One nice thing about cloudy days is that skippers, like this little glassywing, alternate between feeding with wings up and sunning with wings down.
A spot of color caused a detour in my path. It was a rose, but not the ordinary multiflora rose, rather one I'll have to come back to visit with the book.
Right next to it was an interesting spider web. And now I see that it was inhabited.
In the back of the field, that tall, whispy loblia was up and blooming.
No white center in the flower and a regular sort of leaf... it must be spiked lobelia.
Ooo! A small battered skipper! Was this a 2nd chance at the one that got away a couple weeks ago? Unfortunately that's the best of 4 photos. And it looks more like a cobweb than the Indian I thought it would be. Oh well.

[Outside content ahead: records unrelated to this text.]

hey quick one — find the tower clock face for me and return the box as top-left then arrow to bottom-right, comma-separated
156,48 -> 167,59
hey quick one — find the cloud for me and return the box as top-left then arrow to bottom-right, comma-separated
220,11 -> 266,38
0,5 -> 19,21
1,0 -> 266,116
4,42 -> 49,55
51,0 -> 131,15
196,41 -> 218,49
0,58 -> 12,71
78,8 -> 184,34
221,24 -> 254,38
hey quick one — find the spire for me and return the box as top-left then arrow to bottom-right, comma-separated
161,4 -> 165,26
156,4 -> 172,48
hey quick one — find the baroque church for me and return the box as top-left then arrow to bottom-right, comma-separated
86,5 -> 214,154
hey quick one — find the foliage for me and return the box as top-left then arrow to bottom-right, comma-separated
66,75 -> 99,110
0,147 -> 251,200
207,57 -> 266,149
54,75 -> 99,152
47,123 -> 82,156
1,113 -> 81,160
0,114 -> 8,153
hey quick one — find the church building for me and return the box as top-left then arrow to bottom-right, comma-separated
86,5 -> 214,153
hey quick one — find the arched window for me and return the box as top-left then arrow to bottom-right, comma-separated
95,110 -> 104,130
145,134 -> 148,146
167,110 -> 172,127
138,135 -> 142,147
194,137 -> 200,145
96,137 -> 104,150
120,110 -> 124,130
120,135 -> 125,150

Sitting on the bench, hoping for more skippers in the Old Pasture, I felt something on my leg. It wasn't a tick but the tiniest caterpiller imaginable - so tiny it was scaling the hairs on the back of my hand like trees to get a better view of its location.

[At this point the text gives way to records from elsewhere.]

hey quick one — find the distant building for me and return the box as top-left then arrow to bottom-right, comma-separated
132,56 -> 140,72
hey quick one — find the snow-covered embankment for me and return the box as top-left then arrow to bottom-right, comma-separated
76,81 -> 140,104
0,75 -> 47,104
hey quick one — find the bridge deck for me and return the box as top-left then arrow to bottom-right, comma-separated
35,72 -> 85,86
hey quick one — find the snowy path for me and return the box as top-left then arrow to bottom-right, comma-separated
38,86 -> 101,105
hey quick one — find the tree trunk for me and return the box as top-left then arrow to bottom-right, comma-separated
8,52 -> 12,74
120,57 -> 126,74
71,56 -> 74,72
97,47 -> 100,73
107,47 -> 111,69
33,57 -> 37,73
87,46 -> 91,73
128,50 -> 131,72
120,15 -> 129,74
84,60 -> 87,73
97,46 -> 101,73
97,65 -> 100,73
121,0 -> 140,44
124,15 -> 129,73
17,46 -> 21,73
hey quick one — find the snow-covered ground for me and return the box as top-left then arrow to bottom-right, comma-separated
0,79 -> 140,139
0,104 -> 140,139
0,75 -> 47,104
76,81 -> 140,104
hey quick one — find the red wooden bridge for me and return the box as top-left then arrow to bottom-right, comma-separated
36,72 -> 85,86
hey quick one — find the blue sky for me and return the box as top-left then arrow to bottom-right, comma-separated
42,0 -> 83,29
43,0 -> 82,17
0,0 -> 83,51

On the way down from the bluff of the Wappinger Creek trail, banded hairstreaks finally made an appearance, but not one I could capture; they were landing just a little too high. Then I noticed movement above them; it was a red-spotted purple even higher, almost in the tree tops. And something was disturbing it: more hairstreaks. I'd never seen them that high before.
I knew another spot where you could look down on them, but it was empty... I went down for a more thorough look. Nothing... except for narrow-leaved bittercress - an unbelievably prolific invasive. As I reached for the 3rd victim, I stopped and stared at my hand in amazement. I'd very carefully reached around the nettles, but the flame across my thumb was going off the scale. A small bumble bee-like thing came by, perhaps to see if I had gotten the message. Repetition was not necessary. I did notice over my shoulder as I fled, a gray paper ball in the weeds. Interesting - no yellow, not yellow jackets, too small for bald-faced hornets... maybe another time.
Farther along was a more pleasant surprise - an ebony jewelwing that sat still for me. And then a female, too.
Out along the Cary Pines Trail, in the crotch of a tree was miniature landscape with mountain slopes of bark and alpine meadows of moss.
Back on our local trails, Canada mayflower was forming berries.
I'd forgotten to check the trumpet creeper last week. Funny, it looks more like a tree than a vine. And these little barbs could mean this is prickley ash! This is something that giant swallowtails use for baby food up here in the North!
In the Fern Glen, lizard's tail would soon be blooming.
In the background was a damselfly dining on perhaps a fruitfly.
I remembered to look behind the Carriage House today and was surprised at the payoff: Stewartia was blooming.
Its "exfoliating" bark resembles that of sycamore and it has a striking flower.